Of course this statement is inherently flawed because it assumes all negative comments as valid, truthful and constructive criticism. Clearly any rational person who has ever viewed the comments that certain products receive on these review websites understands that this assumption is frequently not valid. Basically these individuals need to understand that there is a difference between a justified negative review that uses facts and evidence to support its stance and an unjustified negative review that embellishes and lies to “support” its stance. All parties should herald the above changes to the review process because it makes defining and supporting a defamation charge easier by eliminating the ambiguity that sometimes leads to fair negative reviews drawing legal attacks from individuals/groups.

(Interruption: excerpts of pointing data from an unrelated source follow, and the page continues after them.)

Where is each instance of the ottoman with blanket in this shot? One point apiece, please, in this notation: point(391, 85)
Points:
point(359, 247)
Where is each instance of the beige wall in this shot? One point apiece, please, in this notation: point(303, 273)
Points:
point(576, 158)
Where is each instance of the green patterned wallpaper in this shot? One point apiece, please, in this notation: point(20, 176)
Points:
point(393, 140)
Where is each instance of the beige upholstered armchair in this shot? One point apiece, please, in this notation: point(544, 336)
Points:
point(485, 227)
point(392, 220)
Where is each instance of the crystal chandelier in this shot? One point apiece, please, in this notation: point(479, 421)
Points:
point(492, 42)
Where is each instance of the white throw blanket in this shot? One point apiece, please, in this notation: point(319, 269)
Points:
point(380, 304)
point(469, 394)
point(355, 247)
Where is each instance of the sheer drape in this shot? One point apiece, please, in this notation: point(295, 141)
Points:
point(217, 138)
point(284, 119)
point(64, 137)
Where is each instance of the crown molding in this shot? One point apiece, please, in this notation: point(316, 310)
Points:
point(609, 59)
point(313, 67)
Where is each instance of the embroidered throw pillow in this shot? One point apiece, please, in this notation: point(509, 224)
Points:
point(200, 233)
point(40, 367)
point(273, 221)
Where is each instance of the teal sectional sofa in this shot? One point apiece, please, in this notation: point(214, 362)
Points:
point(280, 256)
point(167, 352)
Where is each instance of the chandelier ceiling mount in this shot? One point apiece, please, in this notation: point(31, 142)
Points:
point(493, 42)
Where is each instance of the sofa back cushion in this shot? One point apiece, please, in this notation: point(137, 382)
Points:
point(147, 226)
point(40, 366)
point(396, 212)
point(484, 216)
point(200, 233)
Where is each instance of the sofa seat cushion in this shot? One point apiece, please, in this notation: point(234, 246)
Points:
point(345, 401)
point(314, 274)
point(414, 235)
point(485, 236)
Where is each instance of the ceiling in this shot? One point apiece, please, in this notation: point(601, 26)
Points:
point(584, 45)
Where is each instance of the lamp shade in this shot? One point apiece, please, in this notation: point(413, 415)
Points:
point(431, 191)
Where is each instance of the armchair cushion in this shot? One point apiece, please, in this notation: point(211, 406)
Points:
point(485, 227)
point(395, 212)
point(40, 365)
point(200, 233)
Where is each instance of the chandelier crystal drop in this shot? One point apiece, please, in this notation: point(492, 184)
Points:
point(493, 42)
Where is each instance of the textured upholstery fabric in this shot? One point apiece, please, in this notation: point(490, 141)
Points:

Overall one of the biggest problems in the relationship between professional review websites and the businesses/products that are reviewed on them is that the review websites largely view themselves as only a platform to host the reviews with no responsibility for the content of those reviews. It is this attitude that leads to the “surprise” when they receive numerous complaints from individuals and companies for libel reviews. Changing the review system to demand more clear and transparent rationality from reviewers would be a significant step in better controlling the content of a review while no stripping the ability of reviewers to make a positive or negative review on a whole. This change should also limit the tension between these review websites and product developers/companies changing the certainty and validity among the number of complaints and potential libel inquiries and lawsuits. In the end something needs to change in the way these review websites handle their roles in modern business otherwise the merry-go-round of complaint/lawsuit – denial – complaint/lawsuit will continue, simply with continuously increasing stakes.